Y5 – Day 87 – Mandalas Intro 2

In nature, flowers spiral out of a center, in concentric circles. For example, imagine the lotus, the daisy and the Black-Eyed Susan. Shells and ferns coil out from a nucleus. Snowflakes and spiderwebs revolve and form intricate designs from a core as well. Rock geodes and tree trunks cut in half show pure mandalas formed over hundreds of years.

Mandalas are nothing less than intrinsic to our galaxy. Indeed, our cells and atoms are mandalas. 

Dr. Seuss was right when he wrote Horton hears a Who and described how a whole world lives inside a speck of dust. I recall being entranced by the childhood pastime of happily crafting mandalas with Spirograph.  

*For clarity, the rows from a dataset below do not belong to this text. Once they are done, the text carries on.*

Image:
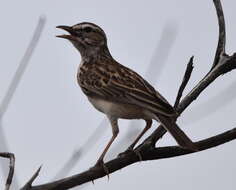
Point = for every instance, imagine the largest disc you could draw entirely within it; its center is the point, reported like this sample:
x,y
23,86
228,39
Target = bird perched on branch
x,y
116,90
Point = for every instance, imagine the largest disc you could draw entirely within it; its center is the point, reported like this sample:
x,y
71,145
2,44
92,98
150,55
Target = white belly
x,y
119,110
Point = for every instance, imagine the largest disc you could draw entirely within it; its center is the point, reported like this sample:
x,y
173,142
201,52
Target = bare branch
x,y
11,168
186,78
128,159
222,34
222,64
212,105
146,149
28,185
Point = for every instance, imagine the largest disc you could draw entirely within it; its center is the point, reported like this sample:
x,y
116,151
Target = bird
x,y
116,90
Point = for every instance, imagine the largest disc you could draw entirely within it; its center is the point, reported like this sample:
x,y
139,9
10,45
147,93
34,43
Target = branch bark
x,y
131,158
221,65
11,157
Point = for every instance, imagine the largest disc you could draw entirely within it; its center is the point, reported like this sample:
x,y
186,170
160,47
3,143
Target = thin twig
x,y
215,71
11,168
186,78
14,84
211,105
22,66
222,34
28,185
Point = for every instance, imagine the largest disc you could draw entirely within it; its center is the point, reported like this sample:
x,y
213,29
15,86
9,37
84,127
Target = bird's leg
x,y
131,147
115,131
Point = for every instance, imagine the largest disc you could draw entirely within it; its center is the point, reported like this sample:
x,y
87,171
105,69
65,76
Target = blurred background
x,y
49,121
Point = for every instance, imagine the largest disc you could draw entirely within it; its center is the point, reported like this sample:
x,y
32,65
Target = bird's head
x,y
88,38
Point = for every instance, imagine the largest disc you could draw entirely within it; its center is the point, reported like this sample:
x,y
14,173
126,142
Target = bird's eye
x,y
87,29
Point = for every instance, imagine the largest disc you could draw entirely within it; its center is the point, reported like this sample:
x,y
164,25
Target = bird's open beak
x,y
70,30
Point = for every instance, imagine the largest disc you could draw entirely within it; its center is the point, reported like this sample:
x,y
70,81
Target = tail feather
x,y
181,138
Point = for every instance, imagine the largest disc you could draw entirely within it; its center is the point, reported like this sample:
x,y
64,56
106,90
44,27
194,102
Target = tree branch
x,y
131,158
222,34
11,167
222,64
186,78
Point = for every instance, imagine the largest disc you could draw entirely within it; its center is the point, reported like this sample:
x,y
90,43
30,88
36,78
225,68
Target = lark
x,y
117,91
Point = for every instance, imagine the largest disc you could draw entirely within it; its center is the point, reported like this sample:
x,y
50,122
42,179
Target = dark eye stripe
x,y
88,29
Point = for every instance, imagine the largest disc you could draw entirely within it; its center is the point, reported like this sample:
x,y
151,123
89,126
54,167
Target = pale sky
x,y
49,117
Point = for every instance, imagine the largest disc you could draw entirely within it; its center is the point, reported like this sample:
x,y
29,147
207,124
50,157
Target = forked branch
x,y
222,64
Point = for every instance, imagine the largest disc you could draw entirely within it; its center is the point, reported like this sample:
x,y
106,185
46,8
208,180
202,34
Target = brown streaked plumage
x,y
116,90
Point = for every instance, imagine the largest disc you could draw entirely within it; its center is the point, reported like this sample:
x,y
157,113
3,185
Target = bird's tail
x,y
181,138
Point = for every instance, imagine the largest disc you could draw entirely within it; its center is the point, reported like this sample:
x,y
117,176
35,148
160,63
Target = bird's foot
x,y
101,164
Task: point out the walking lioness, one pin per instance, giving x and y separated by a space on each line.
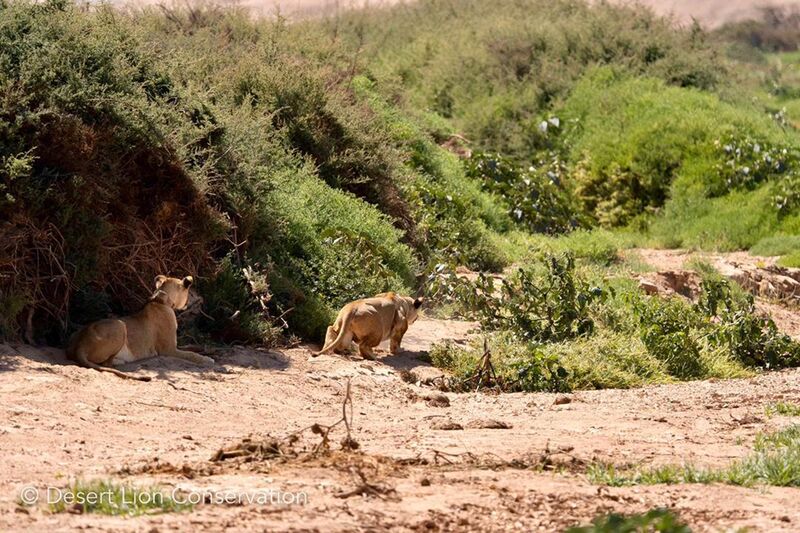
151 331
370 321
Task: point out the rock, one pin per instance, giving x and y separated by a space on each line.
488 423
446 424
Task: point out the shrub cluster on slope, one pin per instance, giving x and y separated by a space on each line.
203 142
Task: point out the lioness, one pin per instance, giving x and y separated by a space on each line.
370 321
151 331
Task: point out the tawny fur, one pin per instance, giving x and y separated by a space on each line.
152 331
369 322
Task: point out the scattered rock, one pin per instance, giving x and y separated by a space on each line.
561 400
648 287
436 399
488 423
446 424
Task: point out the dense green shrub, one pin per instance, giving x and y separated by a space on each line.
545 304
629 146
535 198
495 68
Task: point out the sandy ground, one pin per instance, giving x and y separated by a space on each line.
59 422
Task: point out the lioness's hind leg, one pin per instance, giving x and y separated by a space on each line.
366 351
191 357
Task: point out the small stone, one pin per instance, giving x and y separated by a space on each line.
488 423
446 424
437 399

Mandalas illustrate and embody the interconnectedness of our weblike existence, 

Coloring in mandalas are not only a way to play, infusing our creative juices with guidelines, curves and hues, it is likewise a process wherein we relate to, and engage with, the cycle and circle of life.

Y5 – Day 86 – Mandalas Intro

It is interesting to note that mandalas exist in American indigenous tribes, Eastern religious sects and nature. 

Mandala in Sanskrit means circle. Mandalas are symbols of the universe. They are a spiritual diagram of the cosmos. In many cases, their geometric pattern includes a square. Each side of the square is a T shaped gate, representing a portal. Within these gates is a center point. Mandalas are a meditative tool. They help us create a sacred space and find focus. 

Native American mandalas include dream catchers and labyrinths. When we ponder the patterned circles, we come across various metaphors. You may see and understand the web of life, the infinite voyage of our soul’s journey, the power of nature or celestial wisdom. 

Tibetan Buddhist monks have a ritual wherein they fill in huge, floor mandalas with colored sand for days. They meticulously pour handfuls or finger amounts of sand onto sacred, encircled shapes. When they finish their multicolored live artwork, they blow the surface off, dispersing and destroying their handiwork. This is a symbolic reminder of the immediacy, fluidity and impermanence of life.